“Here comes the orator! With his flood of words, and his drop of reason.” — Benjamin Franklin
I usually begin each blog post with a quote from a famous person that I believe is pertinent to the subject of the post. I realize I have used this quote by Benjamin Franklin before, but I could not find a more appropriate drop of wisdom for this post than the one from Mr. Franklin. I therefore apologize for the redundancy.
Yesterday I attended a family Christmas party hosted by my sister-in-law, a fourth grade school teacher and my daughter-in-law who has two daughters in school — one in elementary school and the other in middle school.
I was hesitant to bring up the subject of the Newtown school massacre, but somewhere in the conversations the subject was broached My daughter-in-law left the room and my son said that she just could not watch or talk about the subject as it upset her so very much. I can understand her emotions as she feared for the safety of my granddaughters and hearing the constant news reports she was translating them to her own life — a perfectly natural and human action of a caring mother.

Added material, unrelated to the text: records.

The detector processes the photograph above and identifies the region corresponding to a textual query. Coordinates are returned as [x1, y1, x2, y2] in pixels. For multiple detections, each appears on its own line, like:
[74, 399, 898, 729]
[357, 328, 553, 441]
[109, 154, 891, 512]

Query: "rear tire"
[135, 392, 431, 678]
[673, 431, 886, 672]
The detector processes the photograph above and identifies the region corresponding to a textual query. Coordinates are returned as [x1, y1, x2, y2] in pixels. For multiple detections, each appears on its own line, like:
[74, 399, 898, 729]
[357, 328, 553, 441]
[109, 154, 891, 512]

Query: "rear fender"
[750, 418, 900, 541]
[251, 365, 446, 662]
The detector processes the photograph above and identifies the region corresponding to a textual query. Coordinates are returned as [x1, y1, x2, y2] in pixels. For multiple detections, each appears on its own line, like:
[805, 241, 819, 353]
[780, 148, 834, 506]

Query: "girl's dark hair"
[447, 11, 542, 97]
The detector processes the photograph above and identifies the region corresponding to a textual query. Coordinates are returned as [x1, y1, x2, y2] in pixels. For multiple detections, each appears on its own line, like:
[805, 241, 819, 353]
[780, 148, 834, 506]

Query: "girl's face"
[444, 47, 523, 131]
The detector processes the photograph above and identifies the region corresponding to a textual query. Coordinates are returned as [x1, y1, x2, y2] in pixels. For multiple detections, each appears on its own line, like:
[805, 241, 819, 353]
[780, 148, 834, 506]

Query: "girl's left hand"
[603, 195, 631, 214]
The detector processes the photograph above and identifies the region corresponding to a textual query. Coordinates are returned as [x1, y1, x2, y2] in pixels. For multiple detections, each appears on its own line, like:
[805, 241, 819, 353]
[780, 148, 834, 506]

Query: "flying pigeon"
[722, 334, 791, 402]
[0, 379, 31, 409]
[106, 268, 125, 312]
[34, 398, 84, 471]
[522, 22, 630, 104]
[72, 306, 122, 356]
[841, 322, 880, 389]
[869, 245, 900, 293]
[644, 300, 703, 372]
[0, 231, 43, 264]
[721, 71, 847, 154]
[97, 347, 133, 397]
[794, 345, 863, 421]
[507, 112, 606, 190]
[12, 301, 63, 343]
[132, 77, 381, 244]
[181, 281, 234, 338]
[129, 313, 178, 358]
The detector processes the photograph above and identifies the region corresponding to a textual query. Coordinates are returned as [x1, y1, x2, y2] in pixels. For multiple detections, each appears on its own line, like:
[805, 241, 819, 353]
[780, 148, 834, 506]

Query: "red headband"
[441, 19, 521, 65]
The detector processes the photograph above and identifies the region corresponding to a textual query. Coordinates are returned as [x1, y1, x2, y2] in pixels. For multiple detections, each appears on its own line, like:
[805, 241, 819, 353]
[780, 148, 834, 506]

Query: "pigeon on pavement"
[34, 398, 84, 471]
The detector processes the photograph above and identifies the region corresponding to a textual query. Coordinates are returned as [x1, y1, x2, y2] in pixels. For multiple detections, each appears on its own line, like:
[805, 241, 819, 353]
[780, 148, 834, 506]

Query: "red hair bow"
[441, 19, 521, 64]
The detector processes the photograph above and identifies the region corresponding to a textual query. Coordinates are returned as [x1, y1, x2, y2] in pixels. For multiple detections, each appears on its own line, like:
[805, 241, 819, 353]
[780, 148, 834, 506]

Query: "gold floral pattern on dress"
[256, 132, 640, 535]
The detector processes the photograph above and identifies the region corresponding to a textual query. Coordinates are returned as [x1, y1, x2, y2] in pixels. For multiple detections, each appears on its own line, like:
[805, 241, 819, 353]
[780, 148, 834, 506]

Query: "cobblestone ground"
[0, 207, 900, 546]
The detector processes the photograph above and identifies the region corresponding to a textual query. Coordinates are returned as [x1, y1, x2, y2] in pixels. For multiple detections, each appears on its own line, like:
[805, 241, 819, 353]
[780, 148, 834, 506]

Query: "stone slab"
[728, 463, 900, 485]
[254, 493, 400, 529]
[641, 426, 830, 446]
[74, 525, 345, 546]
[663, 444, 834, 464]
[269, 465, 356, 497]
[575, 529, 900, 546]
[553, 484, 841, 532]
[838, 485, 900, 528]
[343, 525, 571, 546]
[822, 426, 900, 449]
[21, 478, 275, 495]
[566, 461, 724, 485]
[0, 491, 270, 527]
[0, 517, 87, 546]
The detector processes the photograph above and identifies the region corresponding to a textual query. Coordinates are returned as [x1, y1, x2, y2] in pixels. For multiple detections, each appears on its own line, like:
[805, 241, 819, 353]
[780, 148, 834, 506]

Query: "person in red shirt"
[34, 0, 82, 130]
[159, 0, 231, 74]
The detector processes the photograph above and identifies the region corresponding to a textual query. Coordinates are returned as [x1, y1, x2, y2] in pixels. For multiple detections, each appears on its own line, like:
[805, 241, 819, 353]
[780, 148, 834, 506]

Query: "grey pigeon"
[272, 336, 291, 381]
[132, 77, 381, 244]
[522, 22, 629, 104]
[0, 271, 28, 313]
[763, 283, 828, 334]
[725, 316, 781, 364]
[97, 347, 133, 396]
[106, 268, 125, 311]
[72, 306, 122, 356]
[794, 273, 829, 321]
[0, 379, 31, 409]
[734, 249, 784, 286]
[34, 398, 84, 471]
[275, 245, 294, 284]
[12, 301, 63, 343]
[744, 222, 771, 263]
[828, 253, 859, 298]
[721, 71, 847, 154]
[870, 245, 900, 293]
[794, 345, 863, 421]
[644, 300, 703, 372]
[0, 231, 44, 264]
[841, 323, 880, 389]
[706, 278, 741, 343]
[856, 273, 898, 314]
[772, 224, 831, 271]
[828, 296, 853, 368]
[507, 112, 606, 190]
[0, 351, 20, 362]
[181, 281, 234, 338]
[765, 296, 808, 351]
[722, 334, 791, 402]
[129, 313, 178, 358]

I did not discuss the issue with my sister-in-law for two reasons. One she was busy preparing the dinner and second I felt this was not the appropriate time to discuss school safety with her. There will be plenty of time for that at a future date.
With that said I am not insensitive to the reports of the killer’s motives, mental health, or how he carried out this massacre. Most of these reports are not very accurate and are changing almost on an hourly basis as investigators release more information. Also, I am not indifferent to the stories of heroism of the teachers and the parents of the victims. I understand the 24/7 news cycle and the business of TV news. This is a big and ongoing story and there no doubt is a great desire by the viewing public to learn as much as they can as fast as possible. But at some point we need time to grieve for the victims and their families — including the family of the killer.
There have been school shootings before but this one was particularly painful to learn about.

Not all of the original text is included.